Thursday, November 10, 2011

Dow Caught In A "Wedge" Once Again

The Dow gained 112 points today on better than expected economic data.

US market celebrated a much better than expected Jobless Claims and Consumer Comfort Index, getting off to a strong start, beat short term profit taking in the morning session to close higher. Jobless Claims unexpectedly made its lowest level since April, dropping to 390K from last week's revised number of 400K. Investors cheered to the news and reallocated strongly back from bonds as bond yields rose significantly across the board. However, general trader's sentiment still seems slightly negative as there was obviously short term selling into the strength and total equities put call ratio persisted above par in favor of put options trading. An above par total equities put call ratio always tells me that the market is still generally uncertain or bearish and can expect to meet all kinds of resistance, which we have witnessed so far. The US market is also caught in a wedge between bad news from Europe and good news on the economic data front with every positive data giving rise to a positive day and then something in Europe taking all that gains away soon. Indeed, until the European issue reaches a firm resolution, the market will not find a committed direction.

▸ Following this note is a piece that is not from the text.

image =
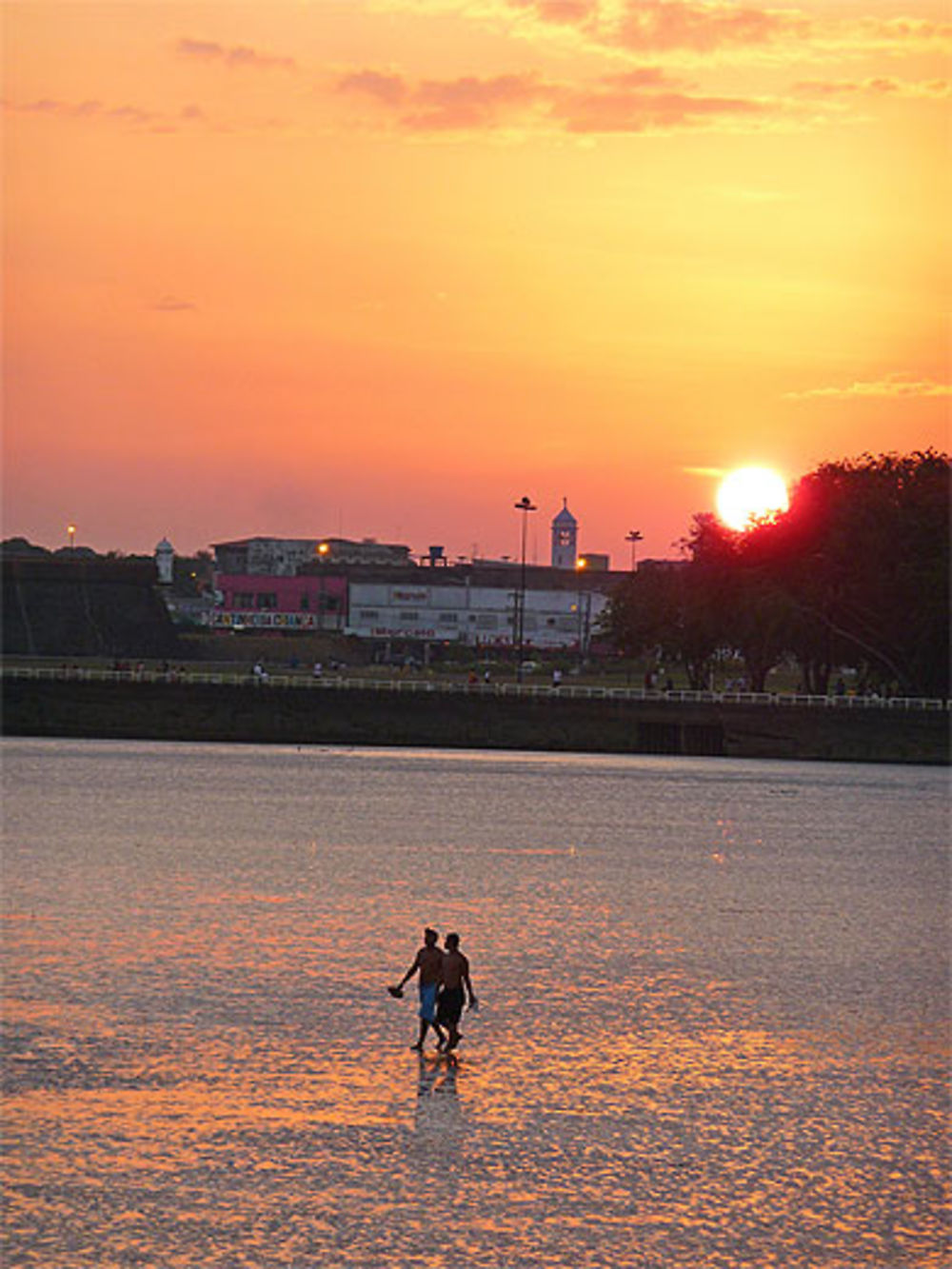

Indeed, the Dow is literally caught in a "Wedge" formation right now. A Wedge formation is created when prices go sideways in a narrowing channel. The Dow is clearly caught in a wedge between the rising 30DMA and the 12,000 points level right now. Such formations suggest uncertainty in the market which we all know comes largely from the European side. However, the good thing is that such a "Wedge" or "Pennant" formation occurring along a rising price trend usually breaks out in the direction of its previous trend, which is upwards in this case, when the uncertainties get resolved. As long as the 30DMA level holds up, the short term bull trend isn't in much of a danger.

For now, the Dow remains in a short term bull trend, intermediate neutral trend and primary bull trend.